George Will's column today tells the story of how New York State's Blaine Amendment is limiting the activities of a man, Rev. Michael Faulkner, who wants to open a religiously based school in Harlem. What is the Blaine Amendment?
Republican James G. Blaine came within 1,047 votes of becoming president. He lost New York, and hence the White House, by that margin to Grover Cleveland in 1884. New York's large Catholic population loathed Republicans after a Presbyterian clergyman, speaking in Blaine's presence, said the Democratic Party's antecedents were ''rum, Romanism and rebellion.''
Protestants resented the impertinence of Catholic immigrants who founded schools that taught Catholicism as forthrightly as public schools then taught Protestantism. Protestants thought a public school should be, in Horace Mann's words, a ''nursery of piety'' - of Protestant piety - dispensing ''judicious religious instruction,'' judiciousness understood as Protestantism.
In 1875, Blaine, hoping anti-Catholicism would propel him to the presidency, unsuccessfully tried to amend the U.S. Constitution to stipulate that no public money shall go to schools ''under the control of any religious sect.'' The pervasive Protestantism was not considered sectarian. Eventually 37 states passed similar amendments to their constitutions. Congress required Blaine provisions in the constitutions of new states entering the union.
South Dakota is one of those states that was required to have a "Blaine Amendment" in its constitution. It is still there.
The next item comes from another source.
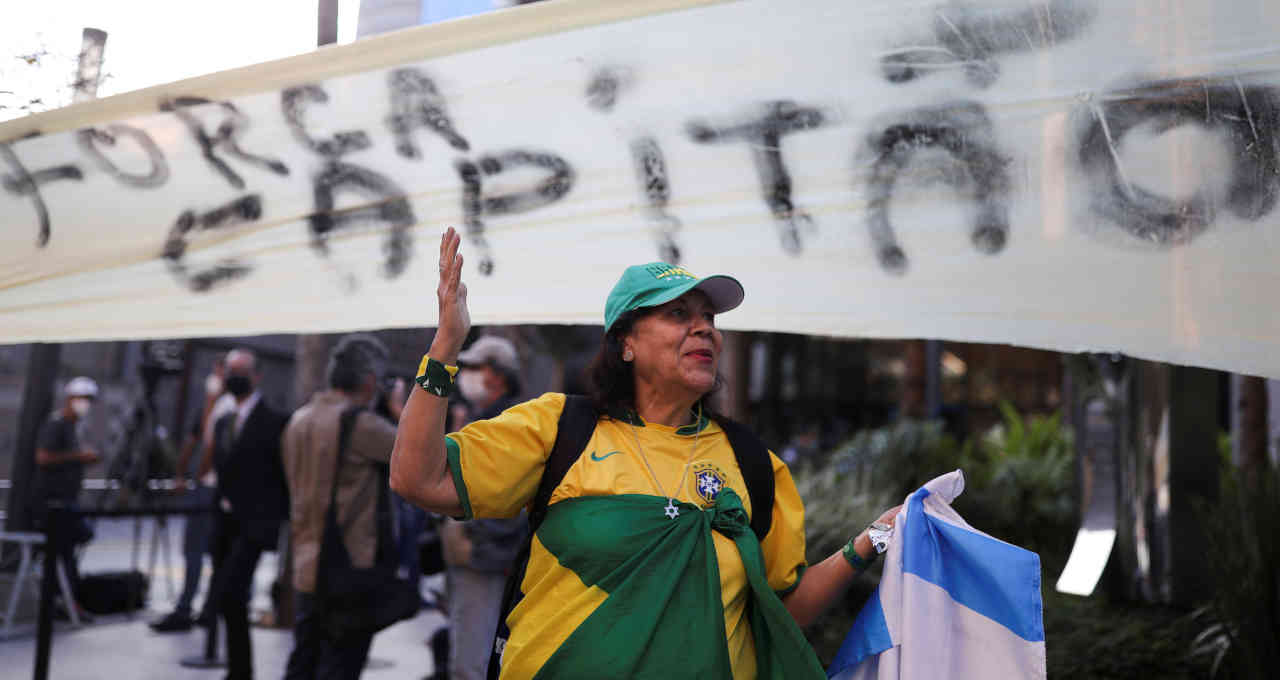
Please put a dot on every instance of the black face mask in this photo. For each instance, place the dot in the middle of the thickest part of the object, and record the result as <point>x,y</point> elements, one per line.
<point>238,386</point>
The "Blaine" aspects to Article VI, Section 3 are those denying any public funds for religious institutions. Is it not time to repeal this relic of the bigotries of a bygone era?
BTW, Will points out that Rev. Faulkner is attempting to have the New York Amendment thrown out by the courts as a violation of the First Amendment. There might be a "free exercise" argument here, but it is a weak one. The proper move, in New York and here, is to remove this ancient bigotry through the democratic process.